The arachadonic acid results of the new research that Dr. Volek led are just as surprising as what they learned about saturated fat. People on the very low-carb diet showed substantially greater increase in arachidonic acid that scientists have commonly viewed as contributing to inflammation. But at the same time many of the inflammatory markers significantly decreased.

How is this possible?

“There has been this negative view of arachadonic acid, primarily because people have focused on its products rather than the intact fatty acid itself,” Dr. Volek told me. “It is indeed the source of a lot of proinflammatory ecosanoids that promote inflammation and thrombosis and so forth, but that is only if it is acted upon by the oxygenators or if it comes in contact with molecular oxygen.”

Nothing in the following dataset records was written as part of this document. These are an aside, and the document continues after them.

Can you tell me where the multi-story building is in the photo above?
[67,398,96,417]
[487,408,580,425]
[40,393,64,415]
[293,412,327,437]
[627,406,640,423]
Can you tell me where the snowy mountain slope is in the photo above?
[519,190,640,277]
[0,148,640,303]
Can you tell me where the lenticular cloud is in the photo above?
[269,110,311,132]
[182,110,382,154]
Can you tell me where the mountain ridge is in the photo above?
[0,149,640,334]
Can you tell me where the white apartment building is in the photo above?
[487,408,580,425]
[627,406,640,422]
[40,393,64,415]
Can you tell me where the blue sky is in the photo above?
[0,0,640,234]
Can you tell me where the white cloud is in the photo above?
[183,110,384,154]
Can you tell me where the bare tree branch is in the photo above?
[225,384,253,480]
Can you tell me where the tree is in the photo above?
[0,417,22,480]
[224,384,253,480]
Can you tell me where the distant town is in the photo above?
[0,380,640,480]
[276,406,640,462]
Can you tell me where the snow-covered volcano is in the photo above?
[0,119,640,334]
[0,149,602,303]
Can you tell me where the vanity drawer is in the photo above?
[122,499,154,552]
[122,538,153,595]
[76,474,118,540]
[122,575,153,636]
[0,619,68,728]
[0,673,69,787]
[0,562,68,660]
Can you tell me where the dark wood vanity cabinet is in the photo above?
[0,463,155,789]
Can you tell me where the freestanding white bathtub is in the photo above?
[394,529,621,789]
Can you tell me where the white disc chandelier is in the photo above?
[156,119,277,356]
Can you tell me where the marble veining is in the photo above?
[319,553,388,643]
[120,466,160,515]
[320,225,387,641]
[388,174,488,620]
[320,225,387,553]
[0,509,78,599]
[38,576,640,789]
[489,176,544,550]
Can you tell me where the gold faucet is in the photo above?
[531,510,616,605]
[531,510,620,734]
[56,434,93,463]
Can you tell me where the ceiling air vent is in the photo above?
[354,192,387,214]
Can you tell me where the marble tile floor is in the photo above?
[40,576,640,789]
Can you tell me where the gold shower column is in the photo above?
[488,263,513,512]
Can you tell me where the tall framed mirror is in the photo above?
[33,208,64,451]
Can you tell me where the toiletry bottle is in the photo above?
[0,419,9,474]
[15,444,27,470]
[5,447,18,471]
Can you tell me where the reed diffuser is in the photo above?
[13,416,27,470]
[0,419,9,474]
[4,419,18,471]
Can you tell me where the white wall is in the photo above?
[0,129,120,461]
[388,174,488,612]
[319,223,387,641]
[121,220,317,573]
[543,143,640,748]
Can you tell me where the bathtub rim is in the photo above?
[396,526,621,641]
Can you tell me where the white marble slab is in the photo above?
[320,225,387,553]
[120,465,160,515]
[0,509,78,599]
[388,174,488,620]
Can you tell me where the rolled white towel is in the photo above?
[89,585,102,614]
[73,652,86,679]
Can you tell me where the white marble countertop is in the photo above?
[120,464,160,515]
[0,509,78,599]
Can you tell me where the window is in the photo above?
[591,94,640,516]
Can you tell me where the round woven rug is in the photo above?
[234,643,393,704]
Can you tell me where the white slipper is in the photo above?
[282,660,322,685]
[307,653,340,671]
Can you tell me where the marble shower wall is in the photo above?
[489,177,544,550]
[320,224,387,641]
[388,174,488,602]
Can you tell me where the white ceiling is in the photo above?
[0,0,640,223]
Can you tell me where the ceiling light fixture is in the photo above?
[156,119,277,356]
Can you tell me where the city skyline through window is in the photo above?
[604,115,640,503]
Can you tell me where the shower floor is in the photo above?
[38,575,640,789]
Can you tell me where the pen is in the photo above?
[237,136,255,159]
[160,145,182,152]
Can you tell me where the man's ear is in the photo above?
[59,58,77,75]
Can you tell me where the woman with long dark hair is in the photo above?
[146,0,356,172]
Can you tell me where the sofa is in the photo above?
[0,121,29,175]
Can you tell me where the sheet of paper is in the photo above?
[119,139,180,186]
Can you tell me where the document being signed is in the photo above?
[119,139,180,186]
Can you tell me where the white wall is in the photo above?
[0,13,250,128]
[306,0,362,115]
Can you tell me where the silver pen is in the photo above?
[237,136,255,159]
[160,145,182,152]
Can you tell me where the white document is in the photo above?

On a low-carb diet the difference is that we have less oxidative stress. So the arachadonic acid doesn’t degrade. Its proportion in the membranes actually increases. In fact, the higher the arachadonic acid went up the less the inflammation, Dr. Volek told me.

 “That is a totally new concept,” he says. “There are a lot of misunderstandings and over-generalizations about arachadonic acid. We actually need to view arachadonic acid as a positive thing. It contributes to fluidity in membranes.”

I couldn’t resist asking Dr. Volek a personal question. “Do you follow a low-carb diet yourself?” I asked.

“I do,” he replied. “I am happy to say that I am not a hypocrite.”

He says that he has followed this diet for about 20 years because on it he feels better. His diet is 10 to 15 percent carbohydrate, probably around 50 grams a day. It’s a bit more grams than the very low-carb diet in his recent study, because he doesn’t have a weight problem.